What Does 2016 Portend for DB Plans?

By ASPPA Net Staff • December 21, 2015 • 0 Comments
The departing year was a challenging one for many defined benefit plans, so some suggestions regarding what they can do in the year soon to come likely will be welcome. Mercer is happy to oblige, recently outlining key investment issues they can focus on in 2016.

Mercer’s suggestions include the following:

Prepare for opportunities. Mercer expects that the pricing volatility of 2015 will continue into 2016. It says that there is potential to materially improve the outcome for DB plans if they can take advantage of attractive terms when they appear.

Evaluate funding. Mercer argues that it could be helpful to determine if “borrowing to fund” would have economic value. It observes that the cost to maintain an underfunded pension plan has increased and that, accelerating the funding of pension debt may increase overall economic value.

Develop a glidepath. Mercer suggests that DB plan sponsors — particularly those with closed or frozen plans —consider coordinating their investment strategy with the plan’s liabilities. It further suggests adjusting the plan’s investments as funded status improves.

Increase growth allocations. Conservative mortality assumptions and low yields are to blame for many plans’ poor funded status, Mercer posits, suggesting that plans adjust allocations in a way that will allow assets to grow in the long term. And it adds that the extension of funding relief in the Bipartisan Budget Act of 2015 will help mitigate the short-term risks of taking such actions.

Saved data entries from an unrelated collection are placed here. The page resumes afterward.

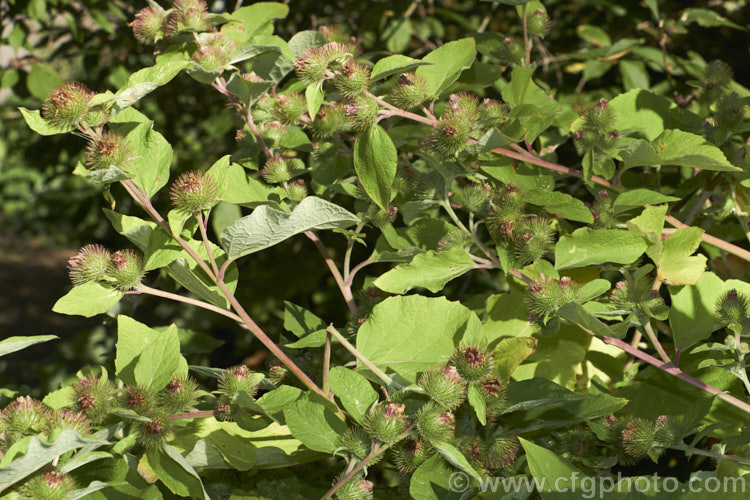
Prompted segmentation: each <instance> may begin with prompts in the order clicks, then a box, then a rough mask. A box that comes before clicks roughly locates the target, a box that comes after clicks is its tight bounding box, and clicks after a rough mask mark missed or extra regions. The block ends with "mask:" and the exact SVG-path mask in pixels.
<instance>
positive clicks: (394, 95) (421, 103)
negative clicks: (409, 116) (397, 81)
mask: <svg viewBox="0 0 750 500" xmlns="http://www.w3.org/2000/svg"><path fill="white" fill-rule="evenodd" d="M391 92H392V95H393V102H394V103H395V104H396V106H399V107H401V108H404V109H413V108H416V107H418V106H419V105H420V104H422V103H423V102H425V101H426V100H427V99H428V98H429V97H430V87H429V85H428V84H427V80H425V78H424V77H423V76H421V75H417V74H416V73H404V74H402V75H401V76H399V77H398V82H397V84H396V86H395V87H394V88H393V90H392V91H391Z"/></svg>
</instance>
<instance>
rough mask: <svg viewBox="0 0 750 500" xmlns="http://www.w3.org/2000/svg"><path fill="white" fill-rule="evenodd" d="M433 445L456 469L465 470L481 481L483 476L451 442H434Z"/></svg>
mask: <svg viewBox="0 0 750 500" xmlns="http://www.w3.org/2000/svg"><path fill="white" fill-rule="evenodd" d="M432 446H433V447H434V448H435V449H436V450H437V451H438V453H440V455H442V456H443V458H444V459H445V460H446V461H447V462H448V463H449V464H451V465H452V466H453V467H455V468H456V469H458V470H460V471H462V472H465V473H466V474H468V475H469V476H470V477H471V478H472V479H474V480H476V481H481V480H482V476H480V475H479V473H478V472H477V471H476V470H475V469H474V467H472V466H471V464H469V461H468V460H466V457H465V456H463V454H462V453H461V452H460V451H458V450H457V449H456V447H455V446H453V445H452V444H449V443H432Z"/></svg>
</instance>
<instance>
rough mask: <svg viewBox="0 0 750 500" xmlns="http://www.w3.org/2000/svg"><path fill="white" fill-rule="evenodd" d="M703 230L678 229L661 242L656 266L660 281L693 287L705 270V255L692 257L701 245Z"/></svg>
mask: <svg viewBox="0 0 750 500" xmlns="http://www.w3.org/2000/svg"><path fill="white" fill-rule="evenodd" d="M702 236H703V229H701V228H698V227H686V228H682V229H678V230H677V231H675V232H674V233H673V234H671V235H670V236H669V237H668V238H667V239H666V240H664V241H663V242H662V247H661V256H660V259H659V263H658V266H657V271H658V273H657V275H658V277H659V279H660V280H668V281H669V282H670V284H672V285H694V284H695V283H697V282H698V280H699V279H700V277H701V275H702V274H703V271H704V270H705V269H706V260H707V259H706V257H705V255H692V254H693V252H695V251H696V250H697V249H698V247H699V246H700V244H701V240H702Z"/></svg>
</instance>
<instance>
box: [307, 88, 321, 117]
mask: <svg viewBox="0 0 750 500" xmlns="http://www.w3.org/2000/svg"><path fill="white" fill-rule="evenodd" d="M324 98H325V95H324V94H323V82H318V83H314V84H312V85H309V86H308V87H307V89H306V90H305V100H306V101H307V114H308V115H309V116H310V119H311V120H313V121H315V117H316V116H318V110H319V109H320V106H321V105H322V104H323V99H324Z"/></svg>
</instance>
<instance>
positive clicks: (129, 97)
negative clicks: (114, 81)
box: [113, 59, 190, 112]
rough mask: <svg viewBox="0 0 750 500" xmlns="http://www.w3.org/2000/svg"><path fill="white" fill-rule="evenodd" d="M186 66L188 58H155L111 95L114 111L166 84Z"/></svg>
mask: <svg viewBox="0 0 750 500" xmlns="http://www.w3.org/2000/svg"><path fill="white" fill-rule="evenodd" d="M188 66H190V61H189V60H179V59H177V60H165V61H162V60H157V62H156V64H154V65H153V66H150V67H148V68H143V69H141V70H138V71H136V72H135V73H133V74H132V75H130V78H128V82H127V83H126V84H125V86H124V87H123V88H121V89H120V90H118V91H117V94H115V96H114V97H113V100H114V101H115V112H119V111H121V110H123V109H125V108H127V107H128V106H132V105H133V104H135V103H136V102H137V101H138V100H140V99H142V98H143V97H145V96H146V95H148V94H149V93H151V92H153V91H154V90H156V89H157V88H159V87H161V86H163V85H166V84H167V83H169V82H170V81H171V80H172V79H173V78H174V77H175V76H177V74H178V73H179V72H180V71H182V70H183V69H185V68H187V67H188Z"/></svg>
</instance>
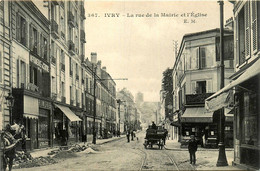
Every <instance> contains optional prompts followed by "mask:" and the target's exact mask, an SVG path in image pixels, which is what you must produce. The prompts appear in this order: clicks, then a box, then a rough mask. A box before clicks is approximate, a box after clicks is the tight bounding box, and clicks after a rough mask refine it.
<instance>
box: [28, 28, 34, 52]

Isolate interest rate risk. Mercer suggests that plans can use Treasury separate trading of registered interest and principal securities to help it maintain — if not increase — its effective duration without having to dedicate additional assets to fixed income, instead turning to traditional bonds or employing interest rate futures.

Plan for liquidity. A plan with an appropriate time horizon — usually at least 15 years — can improve asset growth by investing in private assets that offer a higher potential return, Mercer suggests. But it adds a caveat that it is important to understand liquidity constraints if using such an approach.

Design the investment end state. What is the exit strategy if the plan already has been frozen? One should be developed if it has not yet been, Mercer argues, as well as a strategy to reach the necessary funding level.